The Breakthrough That Changed Everything
The turning point in Maria’s case came through a different approach. Before her next routine diabetes follow-up, her practice tried something new. They obtained pre-appointment specialist guidance from a cardiologist. The specialist reviewed her full case history and provided specific recommendations: switch to rosuvastatin with CoQ10 supplementation, using a specific dosing strategy for patients with muscle complaints.
When Maria’s PCP presented these specialist-backed recommendations during her appointment, everything changed. The specialist validation (“I consulted with a cardiologist about your specific situation”) carried weight that months of primary care counseling hadn’t achieved. Maria agreed to try the new approach. The result? A 94% Proportion of Days Covered (PDC) over the next six months. Care gap closed.

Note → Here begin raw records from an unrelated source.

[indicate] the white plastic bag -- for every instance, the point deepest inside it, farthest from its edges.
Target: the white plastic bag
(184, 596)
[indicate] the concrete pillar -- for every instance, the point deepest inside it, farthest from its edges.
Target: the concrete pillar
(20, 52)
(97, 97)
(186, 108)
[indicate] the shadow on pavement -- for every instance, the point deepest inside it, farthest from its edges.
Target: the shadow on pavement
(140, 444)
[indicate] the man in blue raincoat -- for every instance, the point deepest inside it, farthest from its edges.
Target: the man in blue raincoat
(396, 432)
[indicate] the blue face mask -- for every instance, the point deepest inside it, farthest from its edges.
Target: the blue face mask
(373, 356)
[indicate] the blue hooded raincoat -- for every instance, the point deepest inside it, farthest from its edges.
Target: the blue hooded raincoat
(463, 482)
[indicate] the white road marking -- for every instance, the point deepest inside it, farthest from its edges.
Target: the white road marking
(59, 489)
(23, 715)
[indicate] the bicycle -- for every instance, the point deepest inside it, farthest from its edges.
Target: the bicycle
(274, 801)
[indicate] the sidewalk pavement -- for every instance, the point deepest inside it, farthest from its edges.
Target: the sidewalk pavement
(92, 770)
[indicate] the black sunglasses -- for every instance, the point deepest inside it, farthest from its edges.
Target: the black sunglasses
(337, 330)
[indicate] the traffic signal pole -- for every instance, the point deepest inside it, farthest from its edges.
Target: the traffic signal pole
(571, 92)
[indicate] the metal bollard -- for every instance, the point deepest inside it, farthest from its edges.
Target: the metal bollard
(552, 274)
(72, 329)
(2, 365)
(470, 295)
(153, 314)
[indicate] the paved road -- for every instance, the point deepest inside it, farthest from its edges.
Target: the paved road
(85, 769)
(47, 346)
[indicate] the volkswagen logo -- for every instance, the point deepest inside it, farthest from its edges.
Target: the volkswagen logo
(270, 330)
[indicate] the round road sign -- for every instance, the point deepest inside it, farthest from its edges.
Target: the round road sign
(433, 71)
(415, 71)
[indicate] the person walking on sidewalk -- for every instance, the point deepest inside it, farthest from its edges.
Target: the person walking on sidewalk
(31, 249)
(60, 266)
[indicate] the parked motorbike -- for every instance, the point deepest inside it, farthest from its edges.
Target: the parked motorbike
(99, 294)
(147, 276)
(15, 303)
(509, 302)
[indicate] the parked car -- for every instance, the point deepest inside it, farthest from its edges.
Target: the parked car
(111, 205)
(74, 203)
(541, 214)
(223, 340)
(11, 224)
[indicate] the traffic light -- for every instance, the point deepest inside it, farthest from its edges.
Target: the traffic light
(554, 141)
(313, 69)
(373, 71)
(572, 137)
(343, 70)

What made Maria’s case truly valuable was what happened next. Her PCP successfully replicated this approach with 12 other statin-hesitant patients. The average time to gap closure dropped from six months to 45 days. This transformation from an 18-month struggle to a 45-day solution showcases the power of performance oversight. By analyzing patterns across providers, the practice identified that Maria’s PCP wasn’t alone. Several physicians faced similar persistent statin gaps with high-risk patients.
This data-driven insight shifted their approach from reactive individual interventions to a proactive one. Through comprehensive care coordination programs like SpecialtyCare360, practices can transform individual successes into population health improvements by providing performance analytics that identify providers needing support, risk stratification to prioritize high-risk patients, specialist guidance within 24 hours, and systematic tracking of medication adherence patterns with proactive intervention for insurance and pharmacy challenges.
Looking Ahead
As quality measures evolve and Electronic Clinical Data Systems (ECDS) reporting becomes standard, mastering these operational details becomes increasingly important. Maria’s story reminds us that care gap closure requires both clinical excellence and operational precision.
The path forward involves building robust systems that prevent pharmacy claim issues before they create gaps, maintain accurate exclusion documentation throughout the year, and support both providers and patients through the entire medication adherence journey. With the right combination of technology, care coordination, and clinical expertise, we can transform frustrating persistent gaps into success stories.
Every properly processed prescription, every accurately coded exclusion, and every documented intervention brings us closer to our quality goals. Most importantly, each closed gap represents a patient like Maria receiving the evidence-based care they need to prevent heart attacks and strokes. We’re turning 18 months of frustration into a lifetime of better health.